Depuis qu’il a pris la tête de la Russie en l’an 2000, Vladimir Poutine a inspiré un nombre considérable de livres. L’ascension de cet officier subalterne du KGB se retrouvant soudain aux commandes du plus grand pays du monde a de quoi enfiévrer les plumes. Pourtant, que de mystères demeurent autour de ce personnage énigmatique, sur sa personnalité et son projet… On s’est beaucoup trompé ou illusionné, ce qui revient à peu près au même. La journaliste Catherine Belton est une des plus grandes spécialistes de la Russie contemporaine. Dans Putin’s People, elle nous offre le meilleur récit sur la façon dont Vladimir Poutine a fait de la Fédération sa chose, avec l’aide des services de renseignement, et explique pourquoi il était écrit, dès le début, que le projet de cet homme et de ses alliés serait de poursuivre la guerre froide.
Elle raconte notamment comment, quelques mois avant la chute du régime estallemand, plusieurs officiers supérieurs du KGB ont commencé à travailler sur des scénarios de transformation de l’URSS, alors que Mikhaïl Gorbatchev était à la peine, aux prises avec une crise financière profonde. Elle revient sur les conditions dans lesquelles Vladimir Poutine a été « embauché » par ce groupe, comme « coordinateur », alors qu’il exerçait les fonctions de maire adjoint de SaintPétersbourg, dont le premier magistrat, Anatoli Sobtchak, s’était imposé comme un pionnier des réformes économiques. Elle analyse, à partir de multiples témoignages, les étranges alliances qui se sont nouées, dès le milieu des années 1980, entre les dirigeants du Parti communiste, les chefs d’organisations mafieuses ainsi que les jeunes banquiers et entrepreneurs qui allaient prendre possession des pépites industrielles et énergétiques du pays.

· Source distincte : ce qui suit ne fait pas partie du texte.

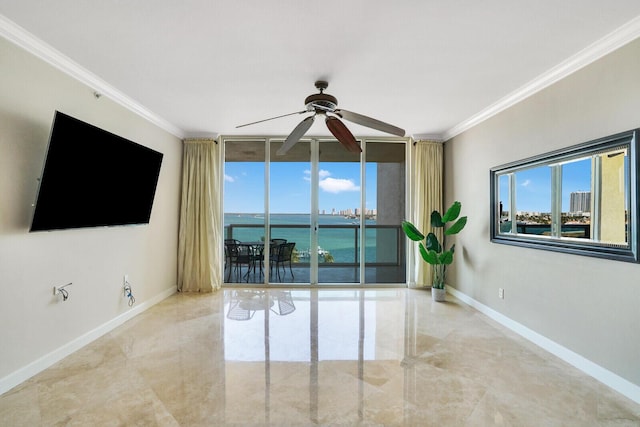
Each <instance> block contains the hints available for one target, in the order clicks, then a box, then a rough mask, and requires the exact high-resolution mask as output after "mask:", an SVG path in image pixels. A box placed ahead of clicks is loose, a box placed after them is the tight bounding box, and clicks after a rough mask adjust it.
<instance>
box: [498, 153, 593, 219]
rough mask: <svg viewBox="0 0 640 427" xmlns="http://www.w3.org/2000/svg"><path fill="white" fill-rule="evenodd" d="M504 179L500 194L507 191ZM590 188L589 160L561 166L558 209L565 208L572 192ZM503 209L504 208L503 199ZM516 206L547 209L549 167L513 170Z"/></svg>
mask: <svg viewBox="0 0 640 427" xmlns="http://www.w3.org/2000/svg"><path fill="white" fill-rule="evenodd" d="M506 185H507V180H506V179H504V180H501V181H500V190H499V191H500V194H501V195H505V194H508V188H507V186H506ZM590 190H591V160H590V159H584V160H581V161H576V162H572V163H566V164H564V165H563V166H562V212H568V211H569V199H570V197H571V193H572V192H576V191H590ZM502 202H503V209H504V210H508V203H507V201H506V199H504V200H502ZM516 209H517V211H524V212H551V168H550V167H548V166H541V167H537V168H533V169H527V170H523V171H519V172H517V173H516Z"/></svg>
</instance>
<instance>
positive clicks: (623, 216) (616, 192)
mask: <svg viewBox="0 0 640 427" xmlns="http://www.w3.org/2000/svg"><path fill="white" fill-rule="evenodd" d="M639 131H640V130H638V129H636V130H633V131H628V132H623V133H620V134H616V135H612V136H608V137H605V138H600V139H597V140H594V141H589V142H585V143H583V144H579V145H575V146H572V147H568V148H566V149H562V150H557V151H553V152H551V153H546V154H542V155H539V156H535V157H531V158H528V159H524V160H521V161H517V162H512V163H509V164H505V165H502V166H497V167H495V168H492V169H491V171H490V183H491V241H492V242H494V243H502V244H508V245H517V246H525V247H532V248H537V249H546V250H551V251H558V252H566V253H572V254H578V255H586V256H595V257H600V258H607V259H613V260H619V261H627V262H638V251H637V243H638V224H639V219H638V218H639V213H640V209H639V208H638V204H637V203H638V200H639V199H638V185H637V174H638V155H637V150H638V146H637V144H638V132H639Z"/></svg>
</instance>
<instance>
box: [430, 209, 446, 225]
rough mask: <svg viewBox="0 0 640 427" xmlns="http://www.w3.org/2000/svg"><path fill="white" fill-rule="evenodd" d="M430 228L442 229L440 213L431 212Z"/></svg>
mask: <svg viewBox="0 0 640 427" xmlns="http://www.w3.org/2000/svg"><path fill="white" fill-rule="evenodd" d="M431 226H432V227H444V222H442V217H441V216H440V212H438V211H433V212H431Z"/></svg>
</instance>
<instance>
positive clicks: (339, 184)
mask: <svg viewBox="0 0 640 427" xmlns="http://www.w3.org/2000/svg"><path fill="white" fill-rule="evenodd" d="M320 188H321V189H322V190H323V191H326V192H327V193H342V192H345V191H360V187H359V186H357V185H356V184H355V183H354V182H353V181H351V180H350V179H340V178H325V179H323V180H321V181H320Z"/></svg>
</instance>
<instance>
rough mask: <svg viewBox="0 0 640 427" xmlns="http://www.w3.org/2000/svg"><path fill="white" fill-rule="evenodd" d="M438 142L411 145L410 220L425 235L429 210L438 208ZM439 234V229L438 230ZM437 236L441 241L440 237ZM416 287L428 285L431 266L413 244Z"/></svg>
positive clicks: (430, 275) (430, 211)
mask: <svg viewBox="0 0 640 427" xmlns="http://www.w3.org/2000/svg"><path fill="white" fill-rule="evenodd" d="M442 153H443V150H442V143H441V142H437V141H418V142H416V144H415V146H414V156H413V158H414V173H413V200H412V204H411V206H413V212H412V213H413V215H414V217H413V218H412V219H411V221H412V222H413V223H414V224H415V225H416V226H417V227H418V229H419V230H420V231H422V232H423V233H424V234H425V235H426V234H427V233H428V232H429V231H431V224H430V222H431V212H433V211H434V210H438V211H441V210H442ZM438 231H439V232H440V234H441V233H442V229H438ZM438 239H440V241H442V236H441V235H439V236H438ZM414 249H415V250H414V252H413V253H414V265H415V270H414V277H415V279H416V286H418V287H425V286H431V284H432V282H433V268H432V267H431V265H429V264H427V263H426V262H424V260H423V259H422V256H420V252H419V251H418V248H417V244H416V247H415V248H414Z"/></svg>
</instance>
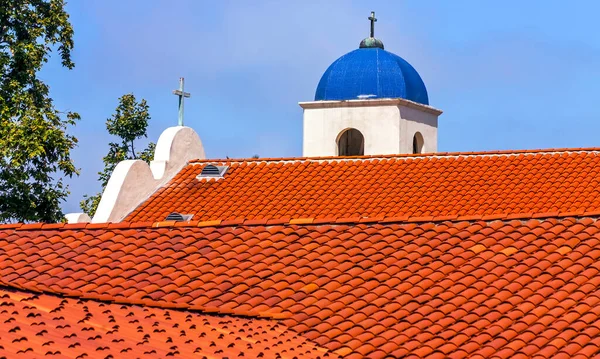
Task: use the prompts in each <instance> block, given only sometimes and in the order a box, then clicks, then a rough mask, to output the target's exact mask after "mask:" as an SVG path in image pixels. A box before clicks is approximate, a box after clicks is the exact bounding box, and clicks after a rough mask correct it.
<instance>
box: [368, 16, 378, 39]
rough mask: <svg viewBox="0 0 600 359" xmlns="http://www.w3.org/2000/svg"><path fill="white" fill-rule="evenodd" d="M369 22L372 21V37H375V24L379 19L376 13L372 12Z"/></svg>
mask: <svg viewBox="0 0 600 359" xmlns="http://www.w3.org/2000/svg"><path fill="white" fill-rule="evenodd" d="M369 20H371V37H375V23H376V22H377V18H376V17H375V11H371V16H369Z"/></svg>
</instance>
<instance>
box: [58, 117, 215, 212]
mask: <svg viewBox="0 0 600 359" xmlns="http://www.w3.org/2000/svg"><path fill="white" fill-rule="evenodd" d="M204 158H206V155H205V153H204V147H203V146H202V141H201V140H200V137H199V136H198V134H197V133H196V132H195V131H194V130H193V129H192V128H190V127H185V126H175V127H169V128H167V129H166V130H165V131H164V132H163V133H162V134H161V135H160V137H159V139H158V142H157V143H156V149H155V151H154V160H153V161H151V162H150V165H148V164H147V163H146V162H144V161H142V160H126V161H121V162H119V164H118V165H117V166H116V167H115V169H114V170H113V173H112V174H111V176H110V179H109V180H108V183H107V185H106V188H105V189H104V192H103V193H102V198H101V200H100V203H99V204H98V209H97V210H96V214H95V215H94V218H90V217H89V216H88V215H86V214H85V213H69V214H67V215H66V216H65V217H66V219H67V221H68V222H69V223H87V222H90V221H91V222H92V223H105V222H120V221H122V220H123V218H125V216H127V214H129V213H130V212H131V211H133V210H134V209H135V208H136V207H137V206H138V205H140V203H142V202H143V201H144V200H146V199H147V198H148V197H149V196H151V195H152V194H153V193H154V192H155V191H156V190H157V189H159V188H160V187H161V186H163V185H164V184H166V183H167V182H168V181H169V180H171V178H173V177H174V176H175V175H176V174H177V173H178V172H179V171H180V170H181V169H182V168H183V167H184V166H185V165H186V164H187V163H188V161H190V160H194V159H204Z"/></svg>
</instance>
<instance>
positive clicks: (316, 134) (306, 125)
mask: <svg viewBox="0 0 600 359" xmlns="http://www.w3.org/2000/svg"><path fill="white" fill-rule="evenodd" d="M300 106H301V107H302V108H303V109H304V136H303V156H305V157H315V156H336V155H337V139H338V136H339V135H340V133H341V132H342V131H344V130H345V129H348V128H355V129H357V130H359V131H360V132H361V133H362V134H363V136H364V138H365V155H381V154H401V153H412V139H413V136H414V134H415V132H416V131H418V132H420V133H421V134H422V135H423V138H424V141H425V144H424V146H423V152H436V151H437V118H438V116H439V115H440V114H441V113H442V112H441V111H439V110H437V109H434V108H433V107H430V106H424V105H421V104H417V103H414V102H412V101H407V100H403V99H375V100H350V101H314V102H302V103H300Z"/></svg>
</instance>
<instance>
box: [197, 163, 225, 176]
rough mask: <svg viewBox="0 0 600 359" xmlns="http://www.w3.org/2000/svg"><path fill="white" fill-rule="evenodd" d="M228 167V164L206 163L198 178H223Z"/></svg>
mask: <svg viewBox="0 0 600 359" xmlns="http://www.w3.org/2000/svg"><path fill="white" fill-rule="evenodd" d="M227 168H228V166H215V165H206V167H204V168H203V169H202V172H200V174H199V175H198V177H197V178H198V179H200V178H223V176H224V175H225V172H227Z"/></svg>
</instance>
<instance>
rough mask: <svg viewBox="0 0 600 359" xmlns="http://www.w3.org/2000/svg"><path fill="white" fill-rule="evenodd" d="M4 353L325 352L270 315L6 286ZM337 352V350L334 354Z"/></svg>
mask: <svg viewBox="0 0 600 359" xmlns="http://www.w3.org/2000/svg"><path fill="white" fill-rule="evenodd" d="M0 318H1V319H2V320H1V321H0V357H4V358H34V357H35V358H41V357H52V358H56V357H60V358H102V359H104V358H141V357H143V358H167V357H170V356H173V357H176V358H227V357H229V358H237V357H240V356H244V357H246V358H256V357H264V358H277V357H282V358H292V357H297V358H300V357H302V358H323V357H324V354H326V352H327V350H326V349H324V348H321V347H319V346H317V345H315V344H313V343H311V342H310V341H308V340H306V339H305V338H302V337H300V336H298V335H297V334H295V333H293V332H292V331H290V330H289V329H288V328H286V327H285V326H284V325H281V324H278V323H277V322H274V321H269V320H264V319H250V318H236V317H230V316H211V315H207V314H199V313H192V312H185V311H177V310H166V309H160V308H149V307H140V306H134V305H119V304H110V303H101V302H97V301H89V300H78V299H73V298H60V297H57V296H52V295H47V294H34V293H28V292H23V291H14V290H9V289H6V288H0ZM329 357H333V355H329Z"/></svg>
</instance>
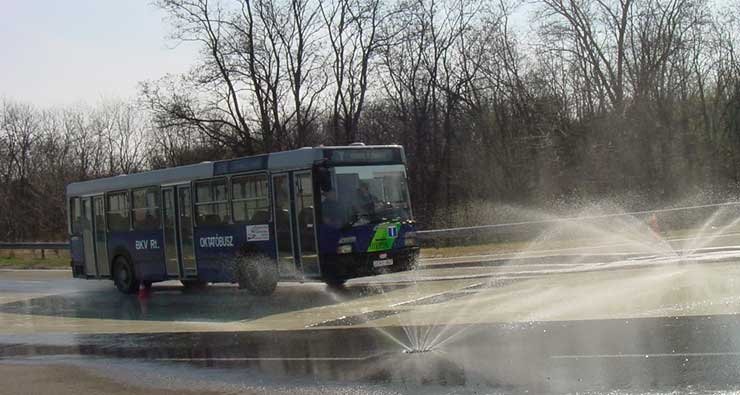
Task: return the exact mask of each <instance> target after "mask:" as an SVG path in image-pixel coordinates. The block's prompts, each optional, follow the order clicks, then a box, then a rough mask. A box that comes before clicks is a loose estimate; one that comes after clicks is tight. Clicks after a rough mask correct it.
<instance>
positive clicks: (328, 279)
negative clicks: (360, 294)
mask: <svg viewBox="0 0 740 395" xmlns="http://www.w3.org/2000/svg"><path fill="white" fill-rule="evenodd" d="M324 282H325V283H326V286H327V287H329V289H336V290H344V289H345V287H344V284H345V283H347V280H346V279H342V278H327V279H325V280H324Z"/></svg>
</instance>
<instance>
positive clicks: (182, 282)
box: [180, 280, 208, 291]
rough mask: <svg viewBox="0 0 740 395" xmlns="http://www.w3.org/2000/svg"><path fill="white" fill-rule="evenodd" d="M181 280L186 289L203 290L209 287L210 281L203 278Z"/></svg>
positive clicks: (190, 289)
mask: <svg viewBox="0 0 740 395" xmlns="http://www.w3.org/2000/svg"><path fill="white" fill-rule="evenodd" d="M180 282H181V283H182V285H183V287H185V290H186V291H195V290H201V289H206V288H207V287H208V283H207V282H206V281H202V280H181V281H180Z"/></svg>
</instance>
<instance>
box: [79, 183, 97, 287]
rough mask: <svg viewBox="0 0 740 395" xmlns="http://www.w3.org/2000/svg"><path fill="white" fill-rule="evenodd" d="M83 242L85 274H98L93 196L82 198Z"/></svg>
mask: <svg viewBox="0 0 740 395" xmlns="http://www.w3.org/2000/svg"><path fill="white" fill-rule="evenodd" d="M81 228H82V244H83V246H84V249H85V274H87V275H88V276H92V277H97V276H98V270H97V267H96V265H95V239H94V236H93V212H92V198H89V197H86V198H82V227H81Z"/></svg>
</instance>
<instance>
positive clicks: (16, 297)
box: [0, 272, 740, 393]
mask: <svg viewBox="0 0 740 395" xmlns="http://www.w3.org/2000/svg"><path fill="white" fill-rule="evenodd" d="M625 273H626V272H625ZM707 278H709V277H707ZM391 280H392V279H391ZM440 281H442V282H444V281H445V280H440ZM550 282H552V281H550ZM404 287H409V285H408V284H405V283H403V282H394V281H388V282H387V283H386V284H380V285H378V284H374V285H372V286H370V285H368V284H364V283H362V282H358V283H355V284H352V285H350V286H349V287H348V289H347V290H345V291H343V292H342V293H341V295H339V296H340V297H338V296H337V295H336V294H333V293H331V292H327V291H326V289H325V288H324V287H323V286H322V285H320V284H303V285H301V284H291V285H285V286H282V287H281V288H280V289H279V290H278V292H277V293H276V295H275V296H274V297H273V298H250V297H245V296H244V295H243V294H242V293H239V292H236V291H235V290H234V288H233V287H213V288H212V289H209V290H206V291H202V292H196V293H184V292H183V291H182V289H181V288H180V287H178V286H176V285H172V284H170V285H164V286H160V287H157V288H155V292H154V294H153V295H152V296H151V299H150V300H149V301H147V302H145V303H142V301H141V300H140V299H139V298H137V297H136V296H122V295H118V294H117V293H116V292H115V291H114V290H113V289H112V288H111V286H110V284H109V283H107V282H98V281H81V280H73V279H66V278H64V275H61V276H53V275H49V274H48V273H39V274H38V275H33V274H30V273H24V274H23V275H21V276H14V275H11V274H10V273H0V296H2V295H12V297H11V298H9V299H7V300H3V299H0V301H2V304H0V314H4V315H5V317H29V319H33V320H43V319H45V318H46V317H56V318H59V317H65V318H69V319H86V320H90V321H86V322H92V323H94V322H95V321H94V320H106V321H111V320H112V321H114V322H120V323H121V325H122V326H123V325H126V324H127V323H130V322H146V323H148V322H160V323H165V324H166V323H168V322H173V323H174V322H178V323H181V322H198V323H203V322H205V323H210V324H213V325H217V326H218V325H222V324H226V323H233V322H249V321H252V320H255V321H258V320H260V319H266V318H270V317H272V316H275V315H281V314H282V315H285V314H297V313H300V312H304V311H307V310H308V311H314V310H309V309H318V310H316V311H321V310H323V309H330V308H336V307H337V305H341V304H347V303H362V302H363V300H365V299H366V298H371V297H373V296H376V295H377V294H378V293H383V292H389V293H391V292H394V291H396V292H397V291H399V290H401V291H402V290H403V289H404ZM458 288H459V287H458ZM494 291H495V290H488V289H486V286H482V287H472V288H470V290H468V291H465V293H463V292H461V291H459V290H458V291H456V292H448V293H443V294H434V296H433V297H429V298H425V299H422V300H421V301H416V302H414V303H411V304H405V305H404V306H403V309H404V310H409V309H414V308H416V307H419V306H421V307H424V306H426V307H427V308H432V309H434V308H435V306H436V305H438V306H444V304H445V303H449V302H450V301H458V302H460V301H463V302H464V301H465V300H470V301H475V300H476V298H482V296H484V295H488V294H487V293H486V292H494ZM681 292H684V291H681ZM24 295H26V296H24ZM601 296H602V297H603V295H601ZM578 297H581V298H588V297H589V295H583V294H581V295H578ZM458 298H461V299H458ZM722 300H727V298H725V299H722ZM460 303H462V302H460ZM415 306H416V307H415ZM383 311H385V310H375V311H374V312H371V313H372V314H362V313H358V314H357V315H355V316H342V317H340V318H341V319H340V320H338V321H337V320H335V321H332V322H331V323H330V325H325V326H322V325H313V326H305V327H303V328H301V329H295V328H292V329H286V328H281V327H275V328H274V329H271V330H245V331H233V330H218V331H183V330H180V331H176V332H168V331H166V330H165V331H163V330H161V329H158V330H157V333H146V332H145V333H117V332H115V331H109V332H107V333H87V334H86V333H80V332H79V331H75V330H70V331H55V332H54V333H48V332H43V331H41V332H25V331H17V332H12V331H8V332H7V333H4V334H2V335H0V356H1V357H2V359H3V361H5V362H13V361H29V360H31V361H37V362H38V361H41V362H44V361H59V360H60V359H59V358H62V360H64V358H74V359H75V360H76V361H80V360H84V361H97V360H114V361H118V362H117V363H124V364H126V365H128V366H132V367H135V366H136V365H137V364H154V365H151V366H155V367H156V368H155V369H154V370H158V369H161V370H163V371H166V370H167V369H179V370H177V371H178V372H180V373H178V374H183V375H186V376H191V375H192V376H194V377H200V376H199V375H200V374H202V372H203V371H206V372H212V373H213V374H207V376H208V377H209V378H208V380H210V381H209V382H211V383H217V382H219V380H220V379H219V377H222V376H223V377H224V380H225V378H226V377H228V376H229V374H230V373H225V372H239V374H242V376H240V377H242V379H243V380H244V381H245V382H247V383H251V382H257V381H258V382H259V383H260V386H261V387H260V388H262V389H265V388H267V391H269V389H270V388H272V387H270V386H271V385H276V384H275V383H280V385H283V384H285V383H286V382H296V383H298V384H296V385H297V386H299V387H300V386H303V385H305V384H310V385H323V384H326V383H331V385H333V386H335V387H334V388H351V387H362V388H365V389H366V392H373V391H374V389H378V388H380V389H387V390H388V391H390V392H393V391H396V392H412V393H421V392H425V393H429V392H430V391H431V390H430V389H429V388H434V389H435V391H436V392H439V393H447V392H451V393H492V392H526V391H528V392H530V393H551V392H581V391H594V392H610V391H616V390H618V391H624V392H628V393H644V392H662V391H679V392H705V391H720V392H724V391H737V390H740V316H739V315H737V314H734V313H731V312H729V313H724V314H706V315H701V314H692V315H666V316H658V317H645V316H638V317H626V318H618V319H588V317H585V318H584V319H578V320H548V321H526V320H525V321H522V320H518V321H516V322H515V321H512V322H500V321H491V322H476V323H472V324H461V323H459V322H455V321H450V322H445V320H444V319H442V320H440V322H442V323H444V328H443V329H444V330H445V331H447V332H449V333H454V334H459V335H457V336H454V337H451V338H450V339H449V340H448V341H447V342H445V343H444V344H442V345H441V346H438V347H435V348H434V349H433V350H431V351H429V352H421V353H407V352H403V348H402V347H401V346H399V344H398V343H397V342H396V341H394V340H393V339H402V340H405V339H407V338H408V336H409V335H408V333H409V327H410V326H413V325H407V326H405V327H404V326H400V325H398V326H394V325H387V324H386V325H383V326H382V327H379V328H376V327H374V326H373V323H374V322H381V321H382V320H383V319H387V317H384V316H382V315H383V314H382V312H383ZM388 311H390V310H388ZM431 311H434V310H431ZM728 311H731V309H730V310H728ZM392 313H397V312H392ZM373 314H375V315H373ZM388 314H391V313H388ZM0 320H2V318H0ZM309 321H310V320H309ZM315 321H316V322H319V323H320V322H323V321H322V320H321V319H319V318H317V319H316V320H315ZM93 325H94V324H93ZM222 329H223V328H222ZM424 329H425V327H424V325H420V326H415V327H414V328H413V330H415V331H417V332H420V333H424V332H425V330H424ZM433 329H434V328H433ZM431 332H432V333H435V331H434V330H432V331H431ZM407 344H408V343H407ZM94 365H95V364H92V365H91V364H88V365H86V366H88V367H90V366H94ZM147 366H149V365H147ZM90 368H93V367H90ZM132 369H133V371H135V368H132ZM121 371H125V369H122V370H121ZM103 374H110V372H103ZM257 377H259V379H257ZM6 379H7V378H6ZM121 379H122V380H127V379H126V378H125V377H121ZM204 380H205V379H204ZM208 380H206V381H208ZM265 380H266V381H265ZM265 383H267V384H265ZM271 383H272V384H271ZM301 383H302V384H301ZM214 385H215V384H214ZM248 385H249V384H248ZM310 385H309V386H310ZM368 386H369V387H368ZM429 386H431V387H429ZM316 388H319V387H316ZM273 389H274V388H273ZM316 391H317V392H321V390H316ZM288 392H290V391H288ZM309 392H310V391H309ZM432 392H434V391H432ZM358 393H365V392H362V391H360V392H358Z"/></svg>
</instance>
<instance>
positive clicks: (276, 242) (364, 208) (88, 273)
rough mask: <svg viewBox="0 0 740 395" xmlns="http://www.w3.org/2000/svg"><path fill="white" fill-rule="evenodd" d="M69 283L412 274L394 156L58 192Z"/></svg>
mask: <svg viewBox="0 0 740 395" xmlns="http://www.w3.org/2000/svg"><path fill="white" fill-rule="evenodd" d="M67 202H68V204H69V234H70V247H71V257H72V262H71V265H72V269H73V274H74V277H77V278H86V279H111V280H113V282H114V283H115V285H116V287H117V288H118V289H119V290H120V291H121V292H123V293H133V292H136V291H137V290H138V289H139V287H140V286H150V285H151V284H152V283H154V282H159V281H166V280H179V281H181V282H182V283H183V285H185V286H186V287H203V286H205V285H207V284H208V283H218V282H227V283H238V284H239V286H240V287H243V288H246V289H247V290H248V291H250V292H251V293H253V294H257V295H269V294H271V293H272V292H273V291H274V290H275V287H276V285H277V283H278V281H279V280H294V281H304V280H320V281H324V282H326V283H327V284H329V285H331V286H341V285H342V284H343V283H344V282H345V281H347V280H348V279H351V278H355V277H362V276H370V275H375V274H380V273H389V272H396V271H403V270H410V269H412V268H413V267H414V265H415V262H416V258H417V257H418V253H419V248H418V246H417V243H416V237H415V236H416V233H415V231H414V220H413V216H412V212H411V202H410V199H409V192H408V187H407V176H406V160H405V155H404V151H403V148H402V147H400V146H395V145H384V146H365V145H363V144H359V143H358V144H353V145H350V146H341V147H316V148H302V149H297V150H292V151H284V152H277V153H271V154H265V155H257V156H250V157H243V158H237V159H230V160H222V161H215V162H203V163H199V164H194V165H188V166H180V167H173V168H167V169H161V170H153V171H147V172H142V173H135V174H128V175H121V176H116V177H110V178H103V179H96V180H90V181H84V182H76V183H71V184H69V185H68V186H67Z"/></svg>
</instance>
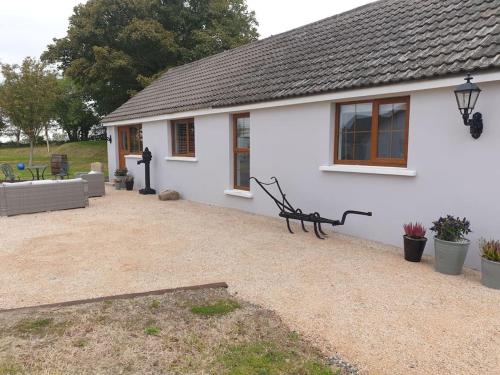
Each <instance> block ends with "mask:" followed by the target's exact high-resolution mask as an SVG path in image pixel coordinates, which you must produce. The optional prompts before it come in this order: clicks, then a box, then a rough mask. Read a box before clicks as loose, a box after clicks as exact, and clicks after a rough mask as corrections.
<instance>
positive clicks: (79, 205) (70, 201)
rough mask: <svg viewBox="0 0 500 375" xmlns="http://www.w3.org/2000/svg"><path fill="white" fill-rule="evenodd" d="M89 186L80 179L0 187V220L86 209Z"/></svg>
mask: <svg viewBox="0 0 500 375" xmlns="http://www.w3.org/2000/svg"><path fill="white" fill-rule="evenodd" d="M88 205H89V199H88V182H87V181H85V180H83V179H81V178H77V179H73V180H60V181H55V180H46V181H27V182H17V183H5V182H4V183H2V184H0V216H13V215H20V214H29V213H35V212H44V211H58V210H68V209H72V208H84V207H87V206H88Z"/></svg>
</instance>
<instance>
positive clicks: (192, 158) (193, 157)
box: [165, 156, 198, 163]
mask: <svg viewBox="0 0 500 375" xmlns="http://www.w3.org/2000/svg"><path fill="white" fill-rule="evenodd" d="M165 160H166V161H183V162H191V163H196V162H198V159H197V158H195V157H190V156H167V157H166V158H165Z"/></svg>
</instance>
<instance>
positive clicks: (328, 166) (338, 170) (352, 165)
mask: <svg viewBox="0 0 500 375" xmlns="http://www.w3.org/2000/svg"><path fill="white" fill-rule="evenodd" d="M319 170H320V171H322V172H339V173H361V174H379V175H387V176H405V177H415V176H416V175H417V171H415V170H412V169H408V168H404V167H402V168H399V167H376V166H370V165H344V164H333V165H324V166H321V167H319Z"/></svg>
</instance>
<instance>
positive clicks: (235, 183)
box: [233, 113, 250, 190]
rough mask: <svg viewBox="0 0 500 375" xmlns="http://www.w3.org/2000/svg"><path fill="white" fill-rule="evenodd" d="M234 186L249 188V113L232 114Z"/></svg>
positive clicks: (241, 187) (249, 143)
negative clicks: (233, 157) (232, 130)
mask: <svg viewBox="0 0 500 375" xmlns="http://www.w3.org/2000/svg"><path fill="white" fill-rule="evenodd" d="M233 154H234V159H233V164H234V188H235V189H237V190H250V113H241V114H237V115H233Z"/></svg>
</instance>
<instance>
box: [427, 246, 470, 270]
mask: <svg viewBox="0 0 500 375" xmlns="http://www.w3.org/2000/svg"><path fill="white" fill-rule="evenodd" d="M469 246H470V241H469V240H464V241H463V242H450V241H443V240H440V239H438V238H434V248H435V250H436V271H438V272H441V273H444V274H445V275H460V274H461V273H462V269H463V268H464V262H465V257H466V256H467V252H468V251H469Z"/></svg>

Ce livre révèle par ailleurs les outrances de la propagande nationale, visant à faire croire que la Russie s’était retournée contre les Occidentaux en raison des humiliations que ceuxci lui auraient infligées. De fait, la Fédération est toujours en guerre contre l’Ouest, par des voies détournées, en mobilisant son soft power, mais aussi toutes les ressources de la technologie pour affaiblir les démocraties et semer le trouble dans les esprits.
Dans cette stratégie, il reste une grande absente : l’économie. Encore fondée sur l’énergie et les matières premières, elle n’a jamais su se diversifier, en dépit d’une longue période de vaches grasses. Les Russes les plus modestes sont les oubliés du régime poutinien. Mais cela n’empêchera probablement pas le « coordinateur » de poursuivre sa mission tout au long de la décennie qui vient.